Recently i have been looking into sorting algorithms, and like many intro to algorithms books the one I have begun to read starts off with a selection sort implementation. the code went as follows...

Implementation A

//a is an array of ints.
int n = a.length;
    for(int i = 0; i < n; i ++){
        int min =0;
        for( int x = i+1; x <n;x++){
            if(a[x].compareTo(a[i])<0){
                Comparable tmp = a[i];
                a[i] = a[x];
                a[x] = tmp;                 
            }
        }
    }

After analyzing the code block i altered the algorithm to the following.

Implementation B

//a is an array of ints
int n = a.length;
    for(int i = 0; i < n; i ++){
        int min =i;
        for( int x = i+1; x <n;x++){
            if(a[x].compareTo(a[min])<0){
                        min=x;      
            }
        }

        if(min>i){
            Comparable tmp = a[i];
            a[i] = a[min];
            a[min] = tmp;
        }

    }

I have also found similar implementations online using the min value to locate the smallest value within the array and then swapping it out with the item in position i of the array.
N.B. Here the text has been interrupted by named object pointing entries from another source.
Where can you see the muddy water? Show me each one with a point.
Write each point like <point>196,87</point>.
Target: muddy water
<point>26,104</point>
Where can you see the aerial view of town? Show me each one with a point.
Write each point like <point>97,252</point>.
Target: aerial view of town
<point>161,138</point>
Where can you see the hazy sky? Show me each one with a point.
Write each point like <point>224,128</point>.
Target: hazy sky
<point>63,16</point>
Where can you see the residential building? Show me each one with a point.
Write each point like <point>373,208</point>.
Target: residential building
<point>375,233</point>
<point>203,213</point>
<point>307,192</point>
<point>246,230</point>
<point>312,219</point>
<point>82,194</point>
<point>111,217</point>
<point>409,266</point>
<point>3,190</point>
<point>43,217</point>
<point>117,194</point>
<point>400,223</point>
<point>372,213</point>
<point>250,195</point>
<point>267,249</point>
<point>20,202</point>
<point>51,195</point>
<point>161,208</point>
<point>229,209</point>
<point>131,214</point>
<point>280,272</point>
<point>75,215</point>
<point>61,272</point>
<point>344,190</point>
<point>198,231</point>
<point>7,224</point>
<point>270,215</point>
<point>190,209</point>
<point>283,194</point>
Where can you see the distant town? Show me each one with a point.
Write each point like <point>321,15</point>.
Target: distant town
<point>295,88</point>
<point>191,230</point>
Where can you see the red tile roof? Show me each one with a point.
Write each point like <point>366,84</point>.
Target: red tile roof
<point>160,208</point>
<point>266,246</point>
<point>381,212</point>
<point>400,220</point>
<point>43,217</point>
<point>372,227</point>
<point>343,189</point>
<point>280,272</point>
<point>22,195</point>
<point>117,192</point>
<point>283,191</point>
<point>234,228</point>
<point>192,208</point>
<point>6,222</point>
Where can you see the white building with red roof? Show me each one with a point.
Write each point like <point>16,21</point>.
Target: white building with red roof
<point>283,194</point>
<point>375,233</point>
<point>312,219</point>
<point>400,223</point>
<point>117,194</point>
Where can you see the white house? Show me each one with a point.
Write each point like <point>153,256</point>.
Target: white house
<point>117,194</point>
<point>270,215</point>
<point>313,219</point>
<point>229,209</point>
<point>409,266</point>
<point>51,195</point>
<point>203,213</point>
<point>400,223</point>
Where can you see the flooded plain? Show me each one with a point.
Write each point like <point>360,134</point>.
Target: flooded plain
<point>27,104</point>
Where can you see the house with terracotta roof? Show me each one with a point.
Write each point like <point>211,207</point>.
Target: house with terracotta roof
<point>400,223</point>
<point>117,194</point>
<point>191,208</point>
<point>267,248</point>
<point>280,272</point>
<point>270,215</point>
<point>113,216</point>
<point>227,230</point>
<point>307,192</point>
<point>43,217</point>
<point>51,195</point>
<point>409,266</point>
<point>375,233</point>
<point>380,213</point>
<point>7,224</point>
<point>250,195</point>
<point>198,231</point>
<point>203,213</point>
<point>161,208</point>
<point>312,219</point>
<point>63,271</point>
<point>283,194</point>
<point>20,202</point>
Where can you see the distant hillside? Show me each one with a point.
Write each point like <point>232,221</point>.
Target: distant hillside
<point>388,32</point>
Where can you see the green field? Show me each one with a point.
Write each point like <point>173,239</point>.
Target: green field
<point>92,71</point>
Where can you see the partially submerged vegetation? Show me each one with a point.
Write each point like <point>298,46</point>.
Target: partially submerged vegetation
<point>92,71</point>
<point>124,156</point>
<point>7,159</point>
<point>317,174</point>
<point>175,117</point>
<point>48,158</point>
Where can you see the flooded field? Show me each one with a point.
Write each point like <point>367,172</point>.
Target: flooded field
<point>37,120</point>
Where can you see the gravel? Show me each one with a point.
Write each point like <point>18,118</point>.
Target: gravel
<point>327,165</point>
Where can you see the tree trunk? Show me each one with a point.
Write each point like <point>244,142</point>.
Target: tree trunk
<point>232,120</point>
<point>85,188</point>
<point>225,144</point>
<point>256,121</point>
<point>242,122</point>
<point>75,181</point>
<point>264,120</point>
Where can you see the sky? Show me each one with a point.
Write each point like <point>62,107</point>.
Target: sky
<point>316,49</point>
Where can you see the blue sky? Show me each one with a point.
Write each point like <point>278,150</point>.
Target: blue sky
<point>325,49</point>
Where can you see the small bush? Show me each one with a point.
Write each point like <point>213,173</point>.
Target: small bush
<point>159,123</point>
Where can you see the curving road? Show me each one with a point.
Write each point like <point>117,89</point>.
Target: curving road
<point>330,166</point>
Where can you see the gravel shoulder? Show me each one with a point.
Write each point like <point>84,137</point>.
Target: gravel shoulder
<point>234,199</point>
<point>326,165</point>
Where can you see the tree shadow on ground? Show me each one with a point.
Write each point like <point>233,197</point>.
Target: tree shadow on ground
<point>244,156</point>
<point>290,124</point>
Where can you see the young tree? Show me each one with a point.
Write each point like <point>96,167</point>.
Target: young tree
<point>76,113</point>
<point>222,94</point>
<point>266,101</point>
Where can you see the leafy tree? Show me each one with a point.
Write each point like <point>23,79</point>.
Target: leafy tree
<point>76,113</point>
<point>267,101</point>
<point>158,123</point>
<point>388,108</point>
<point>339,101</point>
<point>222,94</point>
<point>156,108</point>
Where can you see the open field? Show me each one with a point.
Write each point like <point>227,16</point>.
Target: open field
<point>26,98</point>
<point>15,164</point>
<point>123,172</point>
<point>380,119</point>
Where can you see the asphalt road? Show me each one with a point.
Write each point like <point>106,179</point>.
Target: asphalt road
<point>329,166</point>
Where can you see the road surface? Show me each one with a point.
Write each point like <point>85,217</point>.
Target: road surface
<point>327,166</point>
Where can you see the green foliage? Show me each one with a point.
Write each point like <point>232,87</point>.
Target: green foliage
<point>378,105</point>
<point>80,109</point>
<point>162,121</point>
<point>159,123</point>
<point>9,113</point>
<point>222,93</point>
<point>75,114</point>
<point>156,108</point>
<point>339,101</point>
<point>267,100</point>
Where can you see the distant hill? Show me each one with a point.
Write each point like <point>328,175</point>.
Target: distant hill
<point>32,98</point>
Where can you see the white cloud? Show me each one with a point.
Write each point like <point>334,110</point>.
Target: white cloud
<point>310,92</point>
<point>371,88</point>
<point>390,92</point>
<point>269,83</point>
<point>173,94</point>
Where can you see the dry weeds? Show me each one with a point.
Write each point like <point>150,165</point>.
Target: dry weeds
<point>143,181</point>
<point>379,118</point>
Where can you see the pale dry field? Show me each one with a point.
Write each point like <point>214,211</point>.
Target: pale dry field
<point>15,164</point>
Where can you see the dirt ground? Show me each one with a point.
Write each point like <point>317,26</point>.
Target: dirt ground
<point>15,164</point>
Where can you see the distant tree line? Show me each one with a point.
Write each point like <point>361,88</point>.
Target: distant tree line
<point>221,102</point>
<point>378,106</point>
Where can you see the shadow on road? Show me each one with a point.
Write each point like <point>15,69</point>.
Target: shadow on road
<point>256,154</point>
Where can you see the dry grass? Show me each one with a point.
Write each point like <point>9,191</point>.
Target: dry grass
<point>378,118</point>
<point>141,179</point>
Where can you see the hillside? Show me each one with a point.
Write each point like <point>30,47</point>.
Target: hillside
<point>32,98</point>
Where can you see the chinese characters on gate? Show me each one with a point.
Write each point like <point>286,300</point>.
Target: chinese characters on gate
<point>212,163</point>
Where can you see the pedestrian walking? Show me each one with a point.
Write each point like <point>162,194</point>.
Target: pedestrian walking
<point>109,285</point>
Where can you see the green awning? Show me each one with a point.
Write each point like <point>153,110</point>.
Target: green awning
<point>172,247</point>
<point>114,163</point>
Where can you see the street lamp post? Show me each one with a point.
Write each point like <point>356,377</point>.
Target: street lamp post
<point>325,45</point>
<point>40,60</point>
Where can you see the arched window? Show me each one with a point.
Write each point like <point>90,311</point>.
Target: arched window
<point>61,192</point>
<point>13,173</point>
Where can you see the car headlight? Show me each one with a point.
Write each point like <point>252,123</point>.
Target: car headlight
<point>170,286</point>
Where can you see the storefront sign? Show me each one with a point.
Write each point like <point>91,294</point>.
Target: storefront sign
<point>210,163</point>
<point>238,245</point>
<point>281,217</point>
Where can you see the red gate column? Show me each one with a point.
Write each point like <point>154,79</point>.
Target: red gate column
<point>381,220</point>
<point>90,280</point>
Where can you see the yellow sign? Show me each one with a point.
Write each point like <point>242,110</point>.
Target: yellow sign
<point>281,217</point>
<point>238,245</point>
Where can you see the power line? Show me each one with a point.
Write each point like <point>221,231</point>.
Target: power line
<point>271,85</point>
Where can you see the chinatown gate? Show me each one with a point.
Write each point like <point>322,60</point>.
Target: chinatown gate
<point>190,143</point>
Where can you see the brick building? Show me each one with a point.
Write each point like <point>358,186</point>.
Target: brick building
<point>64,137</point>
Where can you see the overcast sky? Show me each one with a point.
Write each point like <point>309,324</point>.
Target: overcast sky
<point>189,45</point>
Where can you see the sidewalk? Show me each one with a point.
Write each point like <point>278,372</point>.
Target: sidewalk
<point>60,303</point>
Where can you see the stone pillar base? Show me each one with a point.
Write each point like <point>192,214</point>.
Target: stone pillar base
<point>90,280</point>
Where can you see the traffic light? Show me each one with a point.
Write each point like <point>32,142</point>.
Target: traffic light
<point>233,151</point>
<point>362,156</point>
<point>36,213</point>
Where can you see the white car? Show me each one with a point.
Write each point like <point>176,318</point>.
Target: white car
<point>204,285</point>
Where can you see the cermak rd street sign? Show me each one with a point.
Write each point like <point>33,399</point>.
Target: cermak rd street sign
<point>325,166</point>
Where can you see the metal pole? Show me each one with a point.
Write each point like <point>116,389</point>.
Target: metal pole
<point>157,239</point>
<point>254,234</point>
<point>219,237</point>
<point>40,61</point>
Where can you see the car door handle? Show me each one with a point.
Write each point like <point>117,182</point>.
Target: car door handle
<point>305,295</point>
My question, Is there something incorrect with the second implementation? is this not a proper selection sort because it is not swapping out every element it locates that is smaller then the item at position i, but instead waits till it finds the smallest item in the array prior to swapping?

I have run some tests with both algorithms with over 10000 array values and the second implementation always finishes first, by almost double the speed. These tests were on randomized arrays.